Do not attempt to move a downed power line or anything in contact with the line by using another object such as a broom or stick. Even non-conductive materials like wood or cloth, if slightly wet, can conduct electricity and then electrocute you.
What should I do if I encounter a downed power line?
If you see a downed power line, move at least 10 feet away from the line and anything touching it. The human body is a ready conductor of electricity.
The proper way to move away from the line is to shuffle away with small steps, keeping your feet together and on the ground at all times. This will minimize the potential for a strong electric shock. Electricity wants to move from a high voltage zone to a low voltage zone—and it could do that through your body.
What should I do if I see a downed power line in the street while I am driving my car?
Do not drive over downed power lines.
What if a power line comes down onto my car or I didn’t see it until I’ve driven into it?

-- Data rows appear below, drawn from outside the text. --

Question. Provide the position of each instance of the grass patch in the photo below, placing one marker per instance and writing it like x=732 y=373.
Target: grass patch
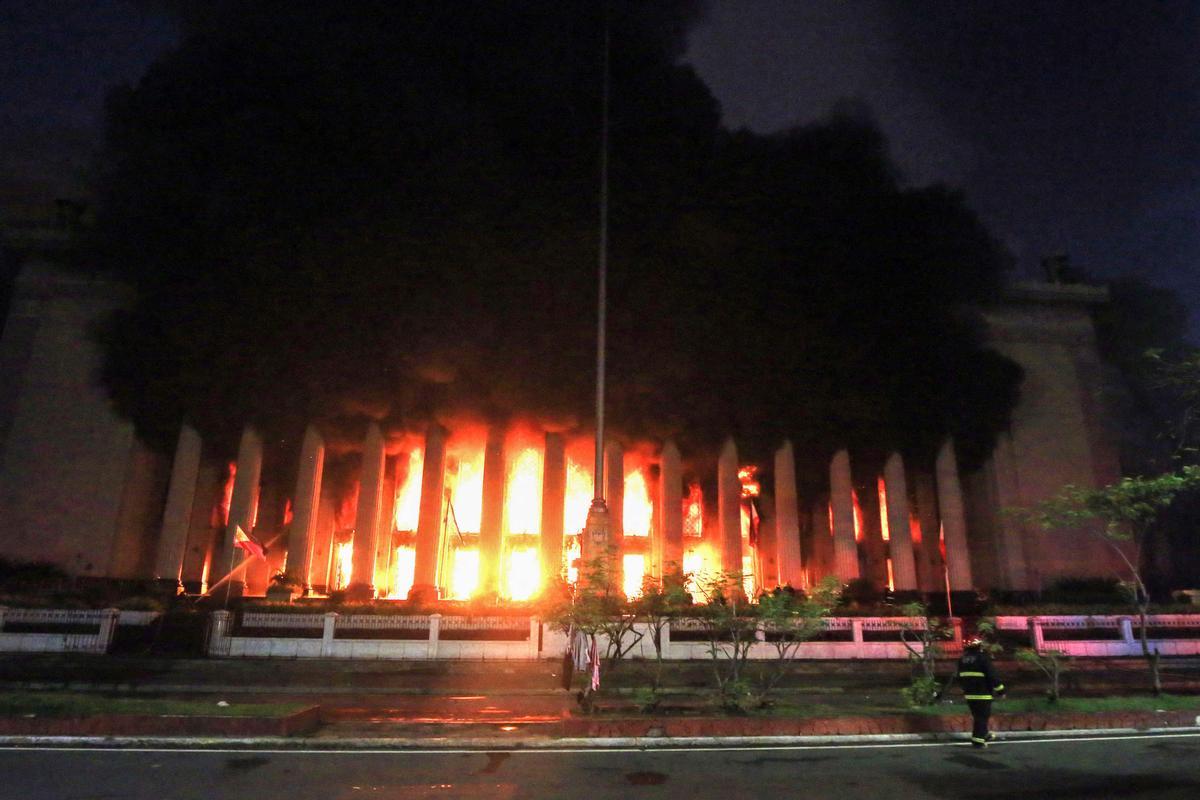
x=1077 y=704
x=67 y=704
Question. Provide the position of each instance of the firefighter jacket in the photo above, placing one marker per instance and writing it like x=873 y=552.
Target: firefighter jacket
x=977 y=677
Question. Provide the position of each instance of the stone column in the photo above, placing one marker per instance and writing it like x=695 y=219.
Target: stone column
x=787 y=519
x=904 y=570
x=366 y=517
x=177 y=517
x=321 y=566
x=384 y=551
x=615 y=495
x=304 y=506
x=491 y=524
x=845 y=548
x=243 y=507
x=949 y=503
x=553 y=501
x=133 y=549
x=929 y=567
x=671 y=509
x=429 y=524
x=729 y=507
x=203 y=536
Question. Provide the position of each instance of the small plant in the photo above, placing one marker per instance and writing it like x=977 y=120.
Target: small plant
x=1053 y=663
x=732 y=630
x=789 y=619
x=923 y=641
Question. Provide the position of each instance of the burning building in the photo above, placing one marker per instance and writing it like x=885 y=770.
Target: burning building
x=468 y=510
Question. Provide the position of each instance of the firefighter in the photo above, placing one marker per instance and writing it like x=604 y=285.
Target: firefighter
x=979 y=686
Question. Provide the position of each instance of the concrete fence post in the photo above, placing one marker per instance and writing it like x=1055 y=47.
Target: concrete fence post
x=1127 y=635
x=107 y=630
x=1036 y=633
x=435 y=633
x=329 y=627
x=534 y=630
x=219 y=633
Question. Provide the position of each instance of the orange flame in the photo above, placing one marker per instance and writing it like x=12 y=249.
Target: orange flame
x=465 y=480
x=522 y=499
x=883 y=509
x=637 y=510
x=408 y=497
x=694 y=512
x=579 y=497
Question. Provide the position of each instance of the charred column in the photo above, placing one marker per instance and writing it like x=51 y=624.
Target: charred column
x=177 y=517
x=787 y=518
x=904 y=570
x=729 y=507
x=243 y=506
x=949 y=503
x=845 y=547
x=304 y=510
x=616 y=497
x=671 y=510
x=366 y=518
x=491 y=527
x=553 y=500
x=429 y=524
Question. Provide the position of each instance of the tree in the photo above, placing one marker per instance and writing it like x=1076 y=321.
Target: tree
x=361 y=210
x=787 y=619
x=1127 y=511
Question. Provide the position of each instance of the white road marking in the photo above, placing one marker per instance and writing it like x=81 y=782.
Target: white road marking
x=539 y=751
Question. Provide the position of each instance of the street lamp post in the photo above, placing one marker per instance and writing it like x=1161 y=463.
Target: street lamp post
x=598 y=534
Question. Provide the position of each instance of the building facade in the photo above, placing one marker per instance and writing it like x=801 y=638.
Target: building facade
x=498 y=510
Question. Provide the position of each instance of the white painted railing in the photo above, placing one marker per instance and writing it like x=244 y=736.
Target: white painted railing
x=96 y=637
x=1117 y=633
x=366 y=636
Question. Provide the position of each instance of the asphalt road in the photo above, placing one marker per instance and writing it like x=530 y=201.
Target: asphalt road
x=1138 y=767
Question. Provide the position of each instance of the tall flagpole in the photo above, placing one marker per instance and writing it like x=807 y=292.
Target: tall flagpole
x=597 y=534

If you are in your car and it is in contact with the downed line, stay in your car. Tell others to stay away from your vehicle.
If you must leave your car because it’s on fire, jump out of the vehicle with both feet together and avoid contact with the live car and the ground at the same time. This way you avoid being the path of electricity from the car to the earth. Shuffle away from the car.
Is a downed power line still dangerous if it has come down in water, like a pool or pond?
Water is a good conductor of electricity. Any amount of water—even a puddle—could become energized. Be careful not to touch water—or anything in contact with the water—near where there is a downed power line.